Infrared microspectroscopy rapidly analyzes materials to create fingerprints that identify chemical species and create spatially resolved maps of chemical composition. Infrared microspectroscopy suffers from a key limitation that the spatial resolution is limited by optical diffraction to around 10-30 um, limiting its usefulness for many application areas. To overcome this spatial resolution limit, we have developed AFM-based infrared spectroscopy (AFM-IR).  AFM-IR enables broadly applicable chemical analysis with spatial resolution 50-500X better than conventional IR spectroscopy and with sensitivity down to the scale of individual molecular monolayers.
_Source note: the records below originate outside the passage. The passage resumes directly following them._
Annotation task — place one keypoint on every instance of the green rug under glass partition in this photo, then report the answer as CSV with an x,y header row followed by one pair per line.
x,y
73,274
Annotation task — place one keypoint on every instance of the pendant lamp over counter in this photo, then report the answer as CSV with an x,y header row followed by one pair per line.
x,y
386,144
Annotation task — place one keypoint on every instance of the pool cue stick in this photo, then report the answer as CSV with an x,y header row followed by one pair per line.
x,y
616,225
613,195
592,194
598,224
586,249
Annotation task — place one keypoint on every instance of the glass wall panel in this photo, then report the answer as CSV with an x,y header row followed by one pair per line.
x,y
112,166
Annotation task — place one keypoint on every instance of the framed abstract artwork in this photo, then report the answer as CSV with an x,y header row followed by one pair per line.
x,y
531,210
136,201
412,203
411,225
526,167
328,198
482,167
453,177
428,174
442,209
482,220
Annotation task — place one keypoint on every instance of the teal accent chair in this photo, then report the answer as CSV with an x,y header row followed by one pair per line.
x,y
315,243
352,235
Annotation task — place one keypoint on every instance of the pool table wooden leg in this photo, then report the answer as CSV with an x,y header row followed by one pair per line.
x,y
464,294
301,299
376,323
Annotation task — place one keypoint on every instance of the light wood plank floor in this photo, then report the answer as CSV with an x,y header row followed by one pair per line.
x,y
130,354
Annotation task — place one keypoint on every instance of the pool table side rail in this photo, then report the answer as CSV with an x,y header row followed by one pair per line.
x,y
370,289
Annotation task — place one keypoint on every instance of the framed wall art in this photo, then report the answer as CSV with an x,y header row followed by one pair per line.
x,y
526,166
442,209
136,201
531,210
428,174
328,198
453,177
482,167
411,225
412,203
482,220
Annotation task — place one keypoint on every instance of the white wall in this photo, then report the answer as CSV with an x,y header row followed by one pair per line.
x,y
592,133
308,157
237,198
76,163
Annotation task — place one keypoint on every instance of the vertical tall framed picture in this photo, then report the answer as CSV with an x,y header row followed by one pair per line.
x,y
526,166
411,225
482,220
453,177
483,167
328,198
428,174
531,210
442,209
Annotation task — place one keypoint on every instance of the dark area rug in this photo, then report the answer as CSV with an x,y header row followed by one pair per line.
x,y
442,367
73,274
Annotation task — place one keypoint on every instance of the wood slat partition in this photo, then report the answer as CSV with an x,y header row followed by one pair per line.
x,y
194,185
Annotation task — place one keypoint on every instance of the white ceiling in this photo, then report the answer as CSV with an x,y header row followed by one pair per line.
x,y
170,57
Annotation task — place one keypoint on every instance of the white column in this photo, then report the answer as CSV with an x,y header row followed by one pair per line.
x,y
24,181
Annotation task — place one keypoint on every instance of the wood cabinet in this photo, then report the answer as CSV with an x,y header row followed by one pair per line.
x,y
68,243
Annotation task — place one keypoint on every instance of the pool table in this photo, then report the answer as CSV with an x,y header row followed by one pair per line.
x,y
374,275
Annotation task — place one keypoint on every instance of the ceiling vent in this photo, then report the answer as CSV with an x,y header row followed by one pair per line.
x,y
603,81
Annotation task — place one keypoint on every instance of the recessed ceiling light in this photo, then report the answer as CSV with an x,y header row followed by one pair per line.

The AFM-IR technique illuminates a sample with light from a tunable infrared laser source and then uses the tip of an AFM to measure the sample’s local photothermal expansion due to the absorption of infrared light at specific wavelengths. Measuring absorption as a function of wavelength creates an IR absorption spectrum that acts as a chemical fingerprint to characterize and identify chemical components. Chemical composition images can be obtained by mapping this photothermal absorption across a region of a sample with the laser tuned to an absorption band corresponding to a chemical species of interest.  In this talk we will describe AFM-IR applications in materials and life sciences, including measurements of polymers, pharmaceuticals, bacterial cells and membranes, plant cells, skin, hair, bone and other areas.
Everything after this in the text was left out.